ことのはの巫女とことだまの魔女と
- Genre: Yuri
- Written by: Miyabi Fujieda
- Published by: Ichijinsha
- Magazine: Yuri Shimai Comic Yuri Hime
- Original run: 2004 – 2006
- Volumes: 1
- Kotoiro no Hibi to Kotohogi no Kimi to Drama CD; Kotonoha no Miko to Kotodama no Majo to Drama CD "Madrigal Halloween";

= Kotonoha no Miko to Kotodama no Majo to =

Japanese manga

Kotonoha no Miko to Kotodama no Majo to (ことのはの巫女とことだまの魔女と) is a Japanese yuri manga series written and illustrated by Miyabi Fujieda. It began serialization in 2004 in Sun Magazine's Yuri Shimai as Torikago no Miko to Kimagure na Majo to (鳥籠の巫女と気紛れな魔女と). It moved to the magazine's successor Comic Yuri Hime in 2005 where it continued and concluded under its new title.

==Plot==
A witch named Reti, an architecture enthusiast, happens upon a hidden shrine surrounded by a barrier, and when she undoes the barrier she meets a sheltered miko named Tsumugi. Tsumugi has never left the shrine, and she then decides she wants to travel with Reti. Over the course of the series the two of them fall in love.

==Characters==
- Gretia "Reti" Dietrich

 A witch who is an enthusiast for ancient architecture.
- Tsumugi Tokigami (鴇神紬, Tokigami Tsumugi)

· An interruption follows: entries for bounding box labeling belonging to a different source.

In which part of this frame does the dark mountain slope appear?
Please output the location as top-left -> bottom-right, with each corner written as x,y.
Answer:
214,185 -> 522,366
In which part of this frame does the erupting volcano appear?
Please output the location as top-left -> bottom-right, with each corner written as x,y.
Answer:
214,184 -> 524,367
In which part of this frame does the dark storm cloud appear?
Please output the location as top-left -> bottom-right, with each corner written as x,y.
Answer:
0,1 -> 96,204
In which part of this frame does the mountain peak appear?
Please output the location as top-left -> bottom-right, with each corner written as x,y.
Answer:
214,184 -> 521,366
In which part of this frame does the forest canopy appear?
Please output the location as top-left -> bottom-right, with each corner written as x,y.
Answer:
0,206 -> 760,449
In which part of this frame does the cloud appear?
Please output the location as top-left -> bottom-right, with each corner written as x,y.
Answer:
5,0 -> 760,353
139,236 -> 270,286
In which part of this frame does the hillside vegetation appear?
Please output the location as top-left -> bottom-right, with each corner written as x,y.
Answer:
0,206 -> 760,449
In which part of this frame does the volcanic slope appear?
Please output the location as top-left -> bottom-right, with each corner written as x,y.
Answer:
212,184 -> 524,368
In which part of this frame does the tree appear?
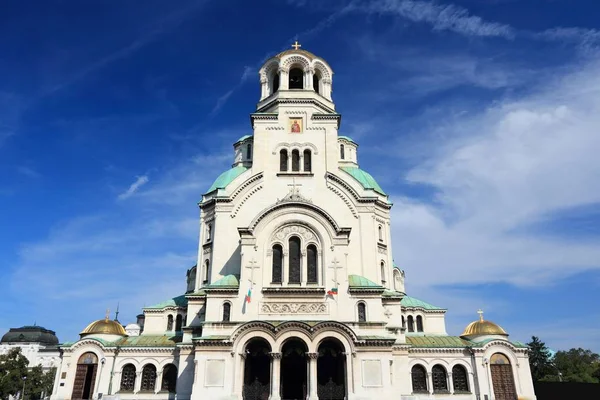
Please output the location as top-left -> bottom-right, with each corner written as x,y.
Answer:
544,348 -> 600,383
0,347 -> 29,399
527,336 -> 552,382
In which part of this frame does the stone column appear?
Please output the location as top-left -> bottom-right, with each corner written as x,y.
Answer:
269,352 -> 281,400
306,353 -> 319,400
133,371 -> 142,393
427,371 -> 433,394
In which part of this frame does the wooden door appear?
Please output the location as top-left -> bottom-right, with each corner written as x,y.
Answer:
491,364 -> 517,400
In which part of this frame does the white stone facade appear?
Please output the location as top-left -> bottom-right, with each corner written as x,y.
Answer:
52,49 -> 535,400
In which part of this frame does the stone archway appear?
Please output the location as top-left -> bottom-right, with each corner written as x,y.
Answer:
317,338 -> 347,400
71,352 -> 98,400
242,338 -> 271,400
280,338 -> 308,400
490,353 -> 517,400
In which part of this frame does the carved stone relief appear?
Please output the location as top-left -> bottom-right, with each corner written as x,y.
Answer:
260,303 -> 329,314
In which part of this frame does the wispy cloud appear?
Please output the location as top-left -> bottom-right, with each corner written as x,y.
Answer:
117,175 -> 150,200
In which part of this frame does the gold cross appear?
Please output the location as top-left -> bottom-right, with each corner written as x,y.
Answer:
477,308 -> 483,321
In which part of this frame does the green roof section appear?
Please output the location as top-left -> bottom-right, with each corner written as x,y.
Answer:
338,135 -> 358,145
400,296 -> 445,310
340,167 -> 387,196
111,335 -> 181,347
206,165 -> 248,193
348,275 -> 382,288
406,335 -> 474,348
233,135 -> 253,146
144,294 -> 187,309
208,275 -> 240,288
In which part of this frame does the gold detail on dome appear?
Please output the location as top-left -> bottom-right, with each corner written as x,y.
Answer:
79,310 -> 127,336
460,309 -> 508,336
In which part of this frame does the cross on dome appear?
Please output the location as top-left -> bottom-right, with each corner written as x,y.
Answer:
477,308 -> 483,321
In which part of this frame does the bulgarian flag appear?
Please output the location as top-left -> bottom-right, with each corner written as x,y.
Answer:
245,285 -> 252,303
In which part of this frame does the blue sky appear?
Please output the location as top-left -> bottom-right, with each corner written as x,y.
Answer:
0,0 -> 600,351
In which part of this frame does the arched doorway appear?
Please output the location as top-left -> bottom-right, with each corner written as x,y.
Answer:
281,338 -> 308,400
317,338 -> 346,400
71,353 -> 98,400
490,353 -> 517,400
243,338 -> 271,400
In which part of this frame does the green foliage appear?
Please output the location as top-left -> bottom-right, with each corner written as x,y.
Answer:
0,347 -> 56,400
553,348 -> 600,383
527,336 -> 552,382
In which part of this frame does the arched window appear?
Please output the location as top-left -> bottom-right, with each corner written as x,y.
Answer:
120,364 -> 135,392
202,260 -> 210,283
356,302 -> 367,322
161,364 -> 177,393
223,302 -> 231,322
279,149 -> 288,172
289,236 -> 301,283
410,365 -> 427,393
289,68 -> 304,89
304,150 -> 312,172
292,150 -> 300,172
313,72 -> 319,93
271,72 -> 279,94
417,315 -> 423,332
140,364 -> 156,392
306,244 -> 319,283
431,365 -> 448,392
271,244 -> 283,283
452,365 -> 469,393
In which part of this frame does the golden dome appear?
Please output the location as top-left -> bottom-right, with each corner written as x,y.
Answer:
79,318 -> 127,336
460,310 -> 508,336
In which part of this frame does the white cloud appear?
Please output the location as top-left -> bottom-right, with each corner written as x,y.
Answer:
356,0 -> 515,39
392,57 -> 600,290
117,175 -> 150,200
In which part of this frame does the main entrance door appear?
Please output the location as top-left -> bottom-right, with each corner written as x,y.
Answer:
490,353 -> 517,400
243,339 -> 271,400
317,339 -> 346,400
281,339 -> 308,400
71,353 -> 98,400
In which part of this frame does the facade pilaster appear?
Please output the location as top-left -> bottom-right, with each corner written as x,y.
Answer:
269,352 -> 281,400
306,353 -> 319,400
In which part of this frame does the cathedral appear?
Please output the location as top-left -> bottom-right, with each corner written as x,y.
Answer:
51,42 -> 535,400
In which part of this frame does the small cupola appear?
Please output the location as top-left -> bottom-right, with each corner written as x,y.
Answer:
338,136 -> 358,167
233,135 -> 254,168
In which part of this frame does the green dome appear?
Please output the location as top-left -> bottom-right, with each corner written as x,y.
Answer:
206,165 -> 248,193
340,167 -> 387,196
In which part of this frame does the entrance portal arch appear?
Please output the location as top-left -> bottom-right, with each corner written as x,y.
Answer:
281,338 -> 308,400
71,352 -> 98,399
317,338 -> 347,400
243,338 -> 271,400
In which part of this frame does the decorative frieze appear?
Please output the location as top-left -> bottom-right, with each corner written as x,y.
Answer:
260,302 -> 329,314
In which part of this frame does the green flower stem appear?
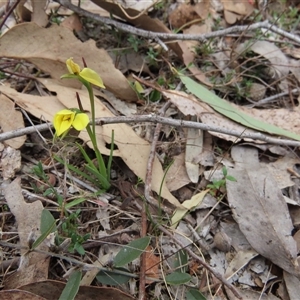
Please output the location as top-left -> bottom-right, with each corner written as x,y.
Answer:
81,80 -> 110,187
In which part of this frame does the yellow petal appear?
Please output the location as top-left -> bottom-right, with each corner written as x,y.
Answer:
53,109 -> 75,136
72,113 -> 90,131
79,68 -> 105,89
66,57 -> 80,75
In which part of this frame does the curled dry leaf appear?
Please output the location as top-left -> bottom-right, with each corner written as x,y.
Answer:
0,79 -> 181,207
226,146 -> 300,276
0,147 -> 21,180
0,94 -> 26,149
4,178 -> 50,288
0,23 -> 137,102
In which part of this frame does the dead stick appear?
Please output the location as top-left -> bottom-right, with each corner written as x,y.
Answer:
0,114 -> 300,147
156,224 -> 243,299
139,101 -> 171,300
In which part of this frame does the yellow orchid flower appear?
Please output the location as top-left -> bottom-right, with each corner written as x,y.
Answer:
53,109 -> 90,136
61,57 -> 105,89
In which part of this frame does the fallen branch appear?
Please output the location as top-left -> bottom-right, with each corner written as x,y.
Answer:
0,114 -> 300,147
55,0 -> 300,44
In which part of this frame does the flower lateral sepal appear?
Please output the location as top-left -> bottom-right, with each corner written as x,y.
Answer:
53,108 -> 90,136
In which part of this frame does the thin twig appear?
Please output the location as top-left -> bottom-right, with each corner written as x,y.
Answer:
55,0 -> 300,44
247,89 -> 299,107
0,0 -> 21,30
0,114 -> 300,147
156,224 -> 242,299
139,101 -> 171,300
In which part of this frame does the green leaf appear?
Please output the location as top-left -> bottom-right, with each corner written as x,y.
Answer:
41,209 -> 56,234
114,236 -> 151,267
174,249 -> 188,273
180,74 -> 300,141
74,243 -> 85,255
65,198 -> 86,209
226,175 -> 236,181
186,289 -> 206,300
58,271 -> 81,300
165,272 -> 192,285
171,190 -> 208,228
96,268 -> 132,286
31,209 -> 56,249
222,166 -> 227,177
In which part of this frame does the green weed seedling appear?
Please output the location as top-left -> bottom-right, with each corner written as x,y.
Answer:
207,166 -> 236,196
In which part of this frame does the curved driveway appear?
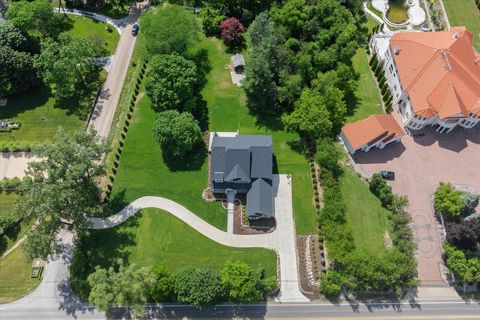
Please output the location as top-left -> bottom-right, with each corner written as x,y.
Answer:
0,175 -> 309,320
0,3 -> 145,179
90,175 -> 309,302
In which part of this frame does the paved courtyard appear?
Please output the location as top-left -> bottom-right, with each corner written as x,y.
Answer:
354,123 -> 480,286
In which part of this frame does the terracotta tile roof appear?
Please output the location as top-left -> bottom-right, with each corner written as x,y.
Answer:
342,114 -> 405,150
390,27 -> 480,119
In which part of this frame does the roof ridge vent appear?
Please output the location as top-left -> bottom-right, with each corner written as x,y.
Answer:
440,50 -> 452,71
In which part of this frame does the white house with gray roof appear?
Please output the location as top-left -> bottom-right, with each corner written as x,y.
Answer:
210,134 -> 275,219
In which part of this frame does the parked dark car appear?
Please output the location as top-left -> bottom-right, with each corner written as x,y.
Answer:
132,23 -> 140,36
380,170 -> 395,180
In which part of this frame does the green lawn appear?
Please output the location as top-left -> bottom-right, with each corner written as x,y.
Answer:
0,192 -> 32,255
347,48 -> 383,122
0,247 -> 39,303
111,96 -> 227,230
74,209 -> 277,276
340,168 -> 390,253
0,192 -> 17,215
443,0 -> 480,52
200,37 -> 317,234
111,37 -> 316,234
0,87 -> 84,142
0,15 -> 120,143
68,14 -> 120,55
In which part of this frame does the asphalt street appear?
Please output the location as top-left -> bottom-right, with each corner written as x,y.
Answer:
0,301 -> 480,320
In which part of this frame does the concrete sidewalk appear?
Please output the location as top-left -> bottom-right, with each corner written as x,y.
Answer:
91,175 -> 309,302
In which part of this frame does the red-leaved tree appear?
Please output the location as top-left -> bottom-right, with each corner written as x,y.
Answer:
220,17 -> 244,46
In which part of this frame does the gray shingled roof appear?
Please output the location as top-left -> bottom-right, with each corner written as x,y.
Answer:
231,53 -> 245,68
211,135 -> 274,217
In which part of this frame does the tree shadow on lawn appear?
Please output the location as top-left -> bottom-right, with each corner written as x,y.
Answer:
70,211 -> 142,292
0,85 -> 52,119
0,220 -> 22,255
104,188 -> 129,217
249,111 -> 284,131
161,141 -> 207,172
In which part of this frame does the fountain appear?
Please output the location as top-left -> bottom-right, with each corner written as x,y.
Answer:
386,0 -> 408,24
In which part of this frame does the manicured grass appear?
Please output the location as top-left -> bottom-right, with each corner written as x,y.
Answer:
77,209 -> 277,276
347,48 -> 383,122
0,192 -> 32,255
0,15 -> 120,142
68,14 -> 120,55
0,192 -> 17,215
199,37 -> 317,234
111,96 -> 227,230
443,0 -> 480,52
110,37 -> 316,234
340,168 -> 390,253
0,87 -> 84,142
0,246 -> 39,303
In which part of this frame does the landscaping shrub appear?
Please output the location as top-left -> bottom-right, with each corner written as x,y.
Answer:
0,177 -> 22,191
433,182 -> 465,221
443,244 -> 480,284
369,53 -> 378,69
220,17 -> 244,46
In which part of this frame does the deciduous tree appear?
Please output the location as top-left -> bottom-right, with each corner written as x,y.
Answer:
175,267 -> 222,307
315,139 -> 343,175
15,130 -> 106,259
220,261 -> 263,303
200,4 -> 225,36
5,0 -> 64,38
434,182 -> 465,220
34,33 -> 100,107
153,110 -> 202,158
242,12 -> 283,112
220,17 -> 244,46
0,46 -> 40,97
282,88 -> 332,139
446,219 -> 480,250
145,54 -> 197,112
150,263 -> 174,302
88,264 -> 156,316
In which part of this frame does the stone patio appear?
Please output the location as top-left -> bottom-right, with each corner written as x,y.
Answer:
353,114 -> 480,286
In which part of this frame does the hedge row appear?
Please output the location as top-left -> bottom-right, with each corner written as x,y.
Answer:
105,61 -> 147,198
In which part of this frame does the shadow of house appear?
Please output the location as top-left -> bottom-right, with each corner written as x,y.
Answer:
210,133 -> 275,219
352,142 -> 407,164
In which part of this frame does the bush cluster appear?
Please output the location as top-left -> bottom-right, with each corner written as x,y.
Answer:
106,61 -> 148,198
75,258 -> 278,314
0,141 -> 40,152
0,177 -> 22,192
319,168 -> 417,296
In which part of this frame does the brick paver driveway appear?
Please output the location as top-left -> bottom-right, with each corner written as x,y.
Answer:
354,124 -> 480,286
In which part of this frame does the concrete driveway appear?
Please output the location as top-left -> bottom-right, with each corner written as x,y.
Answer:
354,124 -> 480,286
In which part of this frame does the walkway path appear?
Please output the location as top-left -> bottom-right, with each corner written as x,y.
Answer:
0,175 -> 309,320
90,3 -> 144,138
0,3 -> 144,179
53,8 -> 128,34
91,175 -> 308,302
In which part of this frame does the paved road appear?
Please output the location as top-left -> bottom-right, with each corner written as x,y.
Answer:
0,3 -> 142,179
0,301 -> 480,320
90,3 -> 143,138
91,174 -> 309,302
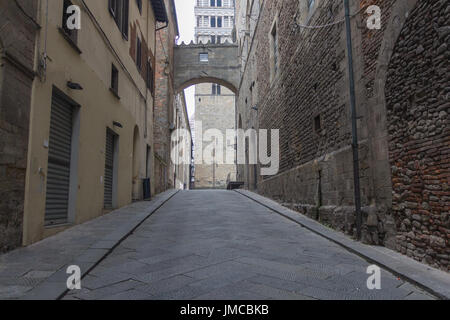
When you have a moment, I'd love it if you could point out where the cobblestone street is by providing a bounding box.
[58,191,434,300]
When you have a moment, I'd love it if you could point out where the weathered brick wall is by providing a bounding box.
[359,0,397,98]
[238,0,448,269]
[256,1,350,172]
[386,0,450,271]
[0,0,37,252]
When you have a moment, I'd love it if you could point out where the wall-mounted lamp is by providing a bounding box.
[67,81,83,90]
[113,121,123,128]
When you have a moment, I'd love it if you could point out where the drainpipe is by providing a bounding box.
[344,0,362,240]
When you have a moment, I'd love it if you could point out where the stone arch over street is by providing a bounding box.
[174,42,240,94]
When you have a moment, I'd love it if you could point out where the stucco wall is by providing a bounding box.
[0,1,37,252]
[23,0,155,244]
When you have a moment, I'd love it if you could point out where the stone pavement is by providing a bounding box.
[0,190,176,299]
[57,191,435,300]
[0,191,449,300]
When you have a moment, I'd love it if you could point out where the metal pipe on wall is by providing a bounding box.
[344,0,362,240]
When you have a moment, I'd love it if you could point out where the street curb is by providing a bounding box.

 A miko. She was sealed in her family's temple shrine for her own protection, as the outside world was poisonous to her pure spirit.
- Isuzu Suzushiro (鈴代五十鈴, Suzushiro Isuzu)

 A lady supervisor of Tsumugi.
- Kami-sama (神様)

 God of the Tokigami mountain shrine. She transfers some of her power to Reti so that Tsumugi can live in the outside world.

== Media==
===Manga===
Kotonoha no Miko to Kotodama no Majo to is a manga series written and illustrated by Miyabi Fujieda, which first began serialization in Yuri Shimai as Torikago no Miko to Kimagure na Majo to in the fourth volume sold on July 27, 2004. It moved to the magazines' successor Comic Yuri Hime and the title was changed to Kotonoha no Miko to Kotodama no Majo to. The bound volume was released on July 14, 2006.

===Drama CDs===
- The limited-edition version of the manga was accompanied with a drama CD entitled Kotoiro no Hibi to Kotohogi no Kimi to (こといろの日々とことほぎの君と)
- Kotonoha no Miko to Kotodama no Majo to Drama CD "Madrigal Halloween" drama CD was published October 31, 2006
In both drama CDs, characters from Miyabi's other work Ameiro Kochakan Kandan are also featured in a fictional crossover.